Since I was a little girl I’ve been dreaming of becoming an archaeologist. That is why, as soon as I finished highschool, I moved to another city (1300km far from home) to study Archaeology. During the first couple of years I didn’t have any clue of what my research topic would be like… Any chance to go to do fieldwork orlaboratory work was a great opportunity to learn and evaluate whether I pictured myself researching that area and studying that kind of materials, or not. My first student grant was in fact dedicated to study pottery technology in the Jujuy High Plateau, but after the research was done, I decided that was not my passion. A year later, doing fieldwork in the same region, I visited a mining site, where four probably colonial furnaces were still preserved. I started asking my advisor about them and quickly made them my field of study. Researching colonial mining and metallurgy allowed me to join all my passions: doing fieldwork and chemical composition analyses, plus reading historic documentation, all at once. My undergraduate dissertation was then a first attempt to study this topic. A couple of months before submitting the thesis, I applied for a PhD grant and one month after graduating, I received the happy news: I was going to be paid for working on what I loved for the next five years… Nothing could be more exciting! This June I applied for a post-doctoral grant so I hope the results are as promising as there were in the past.

During these past 12 years (wow, it is a long time!), I had my ups and downs. Writing thesis is not the best time in your life, but I learned that it shouldn’t be the worst either… If you don’t love what you are doing, nothing works… Archaeology is far from this “romantic” profession that only involves fieldwork and great discoveries.

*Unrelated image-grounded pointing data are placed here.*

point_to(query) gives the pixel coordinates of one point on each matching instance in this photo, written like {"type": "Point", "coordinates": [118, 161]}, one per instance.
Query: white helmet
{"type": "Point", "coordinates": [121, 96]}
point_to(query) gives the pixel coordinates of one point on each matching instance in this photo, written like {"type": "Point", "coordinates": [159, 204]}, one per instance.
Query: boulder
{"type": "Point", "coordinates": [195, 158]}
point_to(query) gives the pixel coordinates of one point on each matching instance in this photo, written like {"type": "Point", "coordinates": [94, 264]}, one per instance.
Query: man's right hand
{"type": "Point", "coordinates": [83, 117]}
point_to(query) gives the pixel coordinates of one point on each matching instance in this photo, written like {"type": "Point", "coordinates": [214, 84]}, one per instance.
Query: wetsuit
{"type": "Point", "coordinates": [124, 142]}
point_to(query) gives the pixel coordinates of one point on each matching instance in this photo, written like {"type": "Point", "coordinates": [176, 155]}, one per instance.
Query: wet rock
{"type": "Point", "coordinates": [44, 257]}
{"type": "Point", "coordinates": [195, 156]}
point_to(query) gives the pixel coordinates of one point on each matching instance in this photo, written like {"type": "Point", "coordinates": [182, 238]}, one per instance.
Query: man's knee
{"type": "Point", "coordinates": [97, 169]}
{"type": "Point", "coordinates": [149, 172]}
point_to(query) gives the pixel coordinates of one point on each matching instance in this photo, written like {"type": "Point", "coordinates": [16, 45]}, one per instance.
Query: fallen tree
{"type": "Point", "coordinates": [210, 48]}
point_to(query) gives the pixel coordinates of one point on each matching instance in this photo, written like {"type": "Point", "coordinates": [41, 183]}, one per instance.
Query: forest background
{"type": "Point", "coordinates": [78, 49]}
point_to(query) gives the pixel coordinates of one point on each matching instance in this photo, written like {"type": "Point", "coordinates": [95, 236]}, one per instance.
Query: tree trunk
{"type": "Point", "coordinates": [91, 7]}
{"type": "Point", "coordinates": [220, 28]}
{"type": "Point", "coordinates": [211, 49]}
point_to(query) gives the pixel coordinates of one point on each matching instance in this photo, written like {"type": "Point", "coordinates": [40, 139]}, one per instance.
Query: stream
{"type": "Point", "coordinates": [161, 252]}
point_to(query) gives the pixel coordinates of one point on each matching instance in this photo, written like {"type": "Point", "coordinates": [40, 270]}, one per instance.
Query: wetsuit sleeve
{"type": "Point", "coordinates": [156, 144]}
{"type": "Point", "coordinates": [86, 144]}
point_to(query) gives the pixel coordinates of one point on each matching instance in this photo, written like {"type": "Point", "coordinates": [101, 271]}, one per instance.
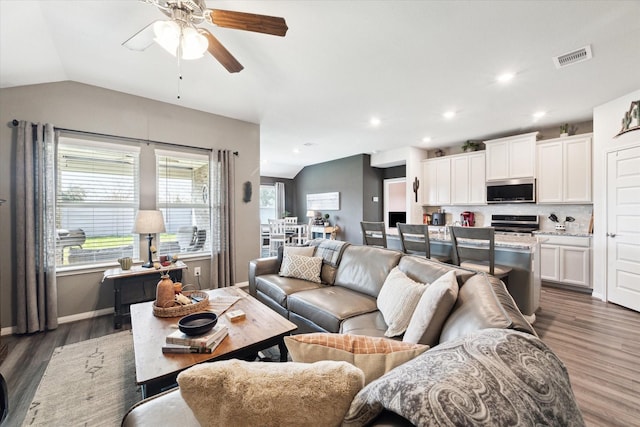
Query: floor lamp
{"type": "Point", "coordinates": [149, 222]}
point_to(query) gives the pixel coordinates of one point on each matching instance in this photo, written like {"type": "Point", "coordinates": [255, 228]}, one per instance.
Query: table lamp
{"type": "Point", "coordinates": [149, 222]}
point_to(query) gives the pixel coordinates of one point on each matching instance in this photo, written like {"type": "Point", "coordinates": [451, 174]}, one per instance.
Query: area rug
{"type": "Point", "coordinates": [90, 383]}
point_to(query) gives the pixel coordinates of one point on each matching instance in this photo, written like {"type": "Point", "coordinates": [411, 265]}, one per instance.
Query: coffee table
{"type": "Point", "coordinates": [155, 371]}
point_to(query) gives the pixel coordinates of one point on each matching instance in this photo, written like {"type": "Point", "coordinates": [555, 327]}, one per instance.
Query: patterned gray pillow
{"type": "Point", "coordinates": [301, 267]}
{"type": "Point", "coordinates": [495, 377]}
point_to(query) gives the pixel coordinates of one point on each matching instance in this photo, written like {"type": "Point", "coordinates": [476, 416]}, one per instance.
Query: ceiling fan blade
{"type": "Point", "coordinates": [221, 53]}
{"type": "Point", "coordinates": [249, 22]}
{"type": "Point", "coordinates": [142, 39]}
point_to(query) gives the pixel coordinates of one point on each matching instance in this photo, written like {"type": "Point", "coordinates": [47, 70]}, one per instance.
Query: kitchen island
{"type": "Point", "coordinates": [521, 253]}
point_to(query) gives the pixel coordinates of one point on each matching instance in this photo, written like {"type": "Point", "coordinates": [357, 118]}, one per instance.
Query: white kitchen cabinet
{"type": "Point", "coordinates": [511, 157]}
{"type": "Point", "coordinates": [564, 170]}
{"type": "Point", "coordinates": [437, 179]}
{"type": "Point", "coordinates": [566, 259]}
{"type": "Point", "coordinates": [468, 179]}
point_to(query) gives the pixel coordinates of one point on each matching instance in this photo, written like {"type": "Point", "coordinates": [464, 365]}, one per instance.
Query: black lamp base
{"type": "Point", "coordinates": [149, 263]}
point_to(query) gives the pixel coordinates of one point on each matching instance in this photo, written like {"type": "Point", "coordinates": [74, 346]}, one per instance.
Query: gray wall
{"type": "Point", "coordinates": [289, 195]}
{"type": "Point", "coordinates": [357, 183]}
{"type": "Point", "coordinates": [88, 108]}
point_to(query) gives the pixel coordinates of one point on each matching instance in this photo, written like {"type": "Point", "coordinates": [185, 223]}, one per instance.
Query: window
{"type": "Point", "coordinates": [96, 201]}
{"type": "Point", "coordinates": [267, 203]}
{"type": "Point", "coordinates": [183, 196]}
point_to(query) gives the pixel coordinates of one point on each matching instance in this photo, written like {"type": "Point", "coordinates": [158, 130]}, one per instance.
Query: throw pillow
{"type": "Point", "coordinates": [374, 355]}
{"type": "Point", "coordinates": [493, 377]}
{"type": "Point", "coordinates": [398, 298]}
{"type": "Point", "coordinates": [301, 267]}
{"type": "Point", "coordinates": [238, 393]}
{"type": "Point", "coordinates": [432, 310]}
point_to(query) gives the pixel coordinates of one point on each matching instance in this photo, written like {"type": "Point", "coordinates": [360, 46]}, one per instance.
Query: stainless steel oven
{"type": "Point", "coordinates": [521, 190]}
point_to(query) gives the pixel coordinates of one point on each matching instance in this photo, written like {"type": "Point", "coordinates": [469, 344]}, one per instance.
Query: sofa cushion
{"type": "Point", "coordinates": [397, 300]}
{"type": "Point", "coordinates": [425, 270]}
{"type": "Point", "coordinates": [278, 288]}
{"type": "Point", "coordinates": [494, 377]}
{"type": "Point", "coordinates": [237, 393]}
{"type": "Point", "coordinates": [370, 324]}
{"type": "Point", "coordinates": [432, 310]}
{"type": "Point", "coordinates": [364, 268]}
{"type": "Point", "coordinates": [301, 267]}
{"type": "Point", "coordinates": [375, 356]}
{"type": "Point", "coordinates": [477, 307]}
{"type": "Point", "coordinates": [518, 321]}
{"type": "Point", "coordinates": [328, 306]}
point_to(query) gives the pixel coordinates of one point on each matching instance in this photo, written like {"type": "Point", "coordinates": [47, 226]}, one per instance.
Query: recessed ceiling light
{"type": "Point", "coordinates": [505, 77]}
{"type": "Point", "coordinates": [539, 114]}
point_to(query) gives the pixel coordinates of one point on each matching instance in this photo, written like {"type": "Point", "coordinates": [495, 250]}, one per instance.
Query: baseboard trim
{"type": "Point", "coordinates": [68, 319]}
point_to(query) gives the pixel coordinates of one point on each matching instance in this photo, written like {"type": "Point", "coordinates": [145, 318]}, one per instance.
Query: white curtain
{"type": "Point", "coordinates": [36, 293]}
{"type": "Point", "coordinates": [223, 217]}
{"type": "Point", "coordinates": [280, 200]}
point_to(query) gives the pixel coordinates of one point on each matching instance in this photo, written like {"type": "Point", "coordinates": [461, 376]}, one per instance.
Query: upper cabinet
{"type": "Point", "coordinates": [511, 157]}
{"type": "Point", "coordinates": [468, 179]}
{"type": "Point", "coordinates": [455, 180]}
{"type": "Point", "coordinates": [437, 179]}
{"type": "Point", "coordinates": [564, 170]}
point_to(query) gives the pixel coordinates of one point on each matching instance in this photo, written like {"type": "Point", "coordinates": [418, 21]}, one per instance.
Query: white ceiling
{"type": "Point", "coordinates": [342, 62]}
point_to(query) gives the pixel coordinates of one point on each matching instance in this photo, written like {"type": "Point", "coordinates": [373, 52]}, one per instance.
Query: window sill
{"type": "Point", "coordinates": [100, 268]}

Archaeology implies long hours in front of the computer, reports, grant applications, walking in the field under extreme high (or low) temperatures, digging and not finding, understanding the local people’s “no” and accepting to change the focus, reading and reading and always thinking “there is so much I don’t know yet”, etc. It is a challenge, as all sciences are, but it is great if you are willing to take it. Read, be patient, be sociable, talk and listen to colleagues, but also to the people who live in the region you are studying, be polite and generous, be eager to learn, accept when you are wrong, understand the rules in the academic system but do not get caught up in them, be honest, take advantage of all the possibilities our profession give us (travels, adventures, new friends) and also enjoy the lab routine, because both of them are part of the job. That is my advice!